Why should you encrypt user data?

02 Aug 2011

One of the things I like most about Firefox Sync is that all my browsing data is encrypted before anything leaves my computer. This wasn’t easy to do, there is a ton of engineering effort involved in scaling servers, maintaining all the crypto code for the client, and most of all, in making the experience smooth and inclusive of all types of users. The last one is especially hard since average users find it hard to grok the concept of two passwords (one that the server knows and another that only they know, which means if they lose or forget the latter we really can’t help them). I can’t think of any major services out there that offer the same feature (it is clear now that Dropbox does not encrypt user data in an irrecoverable manner EDIT: Peter points out in the comments that Chrome does allow you to encrypt your passwords), and for good reason: it is damn hard to pull off. All the more reason to be very proud of the Mozilla Services team.

The question of why we should bother doing all this has come up now and then. Users readily trust a lot of services with their personal data. Google could read your email if they wanted to, but they have a reputation to maintain and therefore have strict internal policies on who has access to what. Every other service that allows access to your data via a web interface operates in the same way. Surely, Mozilla is just as trustworthy, (if not more) than all of them. Why not get rid of client-side encryption to make the user experience really awesome and save many valuable hours of engineering and operations effort?

Additionally, if programs on the server-side (not humans) had access to unencrypted browser data, there are many more interesting services one could offer. If these services are compelling enough, until homomorphic encryption becomes usable commercially, they are a good argument for why you may not want to encrypt user data in a way that not even the server can read it. However, doing this also has some drawbacks…

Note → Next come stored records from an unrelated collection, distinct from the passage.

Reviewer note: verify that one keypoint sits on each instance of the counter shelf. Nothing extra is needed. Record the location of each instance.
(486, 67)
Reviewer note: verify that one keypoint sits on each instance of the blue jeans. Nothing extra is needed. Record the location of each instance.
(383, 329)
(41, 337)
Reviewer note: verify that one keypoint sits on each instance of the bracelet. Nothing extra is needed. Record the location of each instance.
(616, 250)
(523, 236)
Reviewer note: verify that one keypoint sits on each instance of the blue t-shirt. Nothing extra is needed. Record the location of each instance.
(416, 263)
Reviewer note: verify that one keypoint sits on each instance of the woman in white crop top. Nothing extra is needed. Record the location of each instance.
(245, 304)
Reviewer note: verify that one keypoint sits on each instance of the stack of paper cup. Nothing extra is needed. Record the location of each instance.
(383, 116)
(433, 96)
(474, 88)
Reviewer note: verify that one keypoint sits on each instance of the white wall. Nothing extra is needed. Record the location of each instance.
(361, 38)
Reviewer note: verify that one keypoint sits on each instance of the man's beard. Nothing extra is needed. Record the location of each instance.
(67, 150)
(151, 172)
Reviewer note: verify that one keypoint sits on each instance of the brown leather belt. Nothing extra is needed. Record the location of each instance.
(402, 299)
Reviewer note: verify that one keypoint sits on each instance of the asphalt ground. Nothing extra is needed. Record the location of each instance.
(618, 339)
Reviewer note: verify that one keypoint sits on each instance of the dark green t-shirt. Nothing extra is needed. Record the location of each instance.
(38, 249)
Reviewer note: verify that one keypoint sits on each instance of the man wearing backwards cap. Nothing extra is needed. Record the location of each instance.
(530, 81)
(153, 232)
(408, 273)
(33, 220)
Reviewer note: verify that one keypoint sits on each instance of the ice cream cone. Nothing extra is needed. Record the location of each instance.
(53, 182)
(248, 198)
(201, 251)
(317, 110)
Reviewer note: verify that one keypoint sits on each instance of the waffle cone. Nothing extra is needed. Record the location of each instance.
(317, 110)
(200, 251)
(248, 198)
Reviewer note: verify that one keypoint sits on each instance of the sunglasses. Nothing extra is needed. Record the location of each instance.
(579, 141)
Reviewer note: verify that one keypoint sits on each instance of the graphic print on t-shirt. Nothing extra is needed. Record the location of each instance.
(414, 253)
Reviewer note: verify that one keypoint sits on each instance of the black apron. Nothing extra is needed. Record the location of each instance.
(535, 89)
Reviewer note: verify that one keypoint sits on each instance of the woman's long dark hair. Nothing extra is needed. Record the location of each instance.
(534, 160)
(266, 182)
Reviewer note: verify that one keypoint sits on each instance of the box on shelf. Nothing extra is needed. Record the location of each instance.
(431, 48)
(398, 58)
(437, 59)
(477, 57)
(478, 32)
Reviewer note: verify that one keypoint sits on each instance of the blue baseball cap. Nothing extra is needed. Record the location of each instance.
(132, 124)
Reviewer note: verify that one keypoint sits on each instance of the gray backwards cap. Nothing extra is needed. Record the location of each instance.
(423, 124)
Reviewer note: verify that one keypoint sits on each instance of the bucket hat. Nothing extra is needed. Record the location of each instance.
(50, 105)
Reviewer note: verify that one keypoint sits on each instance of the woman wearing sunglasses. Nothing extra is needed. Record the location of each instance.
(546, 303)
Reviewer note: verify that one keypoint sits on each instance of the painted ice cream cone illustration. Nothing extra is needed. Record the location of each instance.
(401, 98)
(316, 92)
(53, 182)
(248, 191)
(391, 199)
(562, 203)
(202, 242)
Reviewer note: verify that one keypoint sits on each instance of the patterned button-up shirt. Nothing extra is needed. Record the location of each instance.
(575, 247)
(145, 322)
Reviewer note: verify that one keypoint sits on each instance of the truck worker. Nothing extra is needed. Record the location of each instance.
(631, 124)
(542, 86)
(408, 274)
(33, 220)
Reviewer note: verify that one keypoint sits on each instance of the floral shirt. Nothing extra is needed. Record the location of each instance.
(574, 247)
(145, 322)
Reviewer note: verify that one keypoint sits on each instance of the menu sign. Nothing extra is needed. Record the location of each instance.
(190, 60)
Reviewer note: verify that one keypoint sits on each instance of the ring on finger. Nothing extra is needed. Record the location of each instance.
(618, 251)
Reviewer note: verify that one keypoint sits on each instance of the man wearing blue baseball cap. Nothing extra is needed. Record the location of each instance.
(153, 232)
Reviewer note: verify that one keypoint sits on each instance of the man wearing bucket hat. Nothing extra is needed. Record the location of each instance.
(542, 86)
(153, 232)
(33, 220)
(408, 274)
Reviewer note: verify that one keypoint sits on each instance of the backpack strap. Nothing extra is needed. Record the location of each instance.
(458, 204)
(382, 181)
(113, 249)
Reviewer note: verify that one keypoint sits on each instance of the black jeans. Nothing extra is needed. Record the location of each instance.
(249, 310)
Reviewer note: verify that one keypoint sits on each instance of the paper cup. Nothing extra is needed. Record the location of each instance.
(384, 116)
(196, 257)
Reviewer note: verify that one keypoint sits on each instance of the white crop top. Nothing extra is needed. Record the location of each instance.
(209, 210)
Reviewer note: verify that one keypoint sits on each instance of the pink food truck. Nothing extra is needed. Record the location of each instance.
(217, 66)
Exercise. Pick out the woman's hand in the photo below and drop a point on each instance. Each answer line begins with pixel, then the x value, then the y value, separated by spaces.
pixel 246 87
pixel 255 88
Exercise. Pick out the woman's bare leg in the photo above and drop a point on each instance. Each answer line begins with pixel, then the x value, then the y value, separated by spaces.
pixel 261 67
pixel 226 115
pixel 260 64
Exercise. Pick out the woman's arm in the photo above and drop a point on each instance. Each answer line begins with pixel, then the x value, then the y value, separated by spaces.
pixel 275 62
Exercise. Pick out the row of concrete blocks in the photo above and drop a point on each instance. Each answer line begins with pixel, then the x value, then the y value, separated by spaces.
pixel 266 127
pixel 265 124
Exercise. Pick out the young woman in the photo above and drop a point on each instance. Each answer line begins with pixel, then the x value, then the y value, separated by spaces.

Running production-quality servers is no walk in the park. There are so many ways in which a small misconfiguration can open up your service to all sorts of attacks. But what makes it even harder is a 0-day exploit in the web/application server you happen to be using, because then you have to wait for upstream to fix it. And then you have to make a judgement call, do you take your service down until a fix is released? Many would blame Sony’s technical “incompetence” for the PSN data leaks, but the fact remains that servers are run by humans, and humans make mistakes.

Keeping the user’s data encrypted provides everyone with an extra layer of protection. Not from the folks running the service, users probably already trust them, but from everyone else. And that doesn’t just include groups like Lulzsec or Anonymous.

Unfortunately, whether we like it or not, it is ridiculously easy for the government to strong-arm a technology company (especially one that isn’t giant enough to generate press) into releasing data for individuals, even for frivolous reasons. There has certainly been a lot of precedent for these kinds of “requests” from the government, and not all companies (Twitter, most famously) respond to them with user data, but that is harder to do for companies that don’t have that much money to spend on lawyers. In the real world, there are laws that require the government to obtain a search warrant before they are able to gain access to your physical belongings, and until we have the equivalent of a search warrant for an individual’s digital data; encryption provides a fine compromise.

If you can make your application work entirely client-side, using the cloud merely as a storage mechanism, you should. It’s worth the extra week you put into working out the crypto.js is rapidly becoming fast enough to do a lot client-side, and with things like DOMCrypt, this realm is poised to get better with time.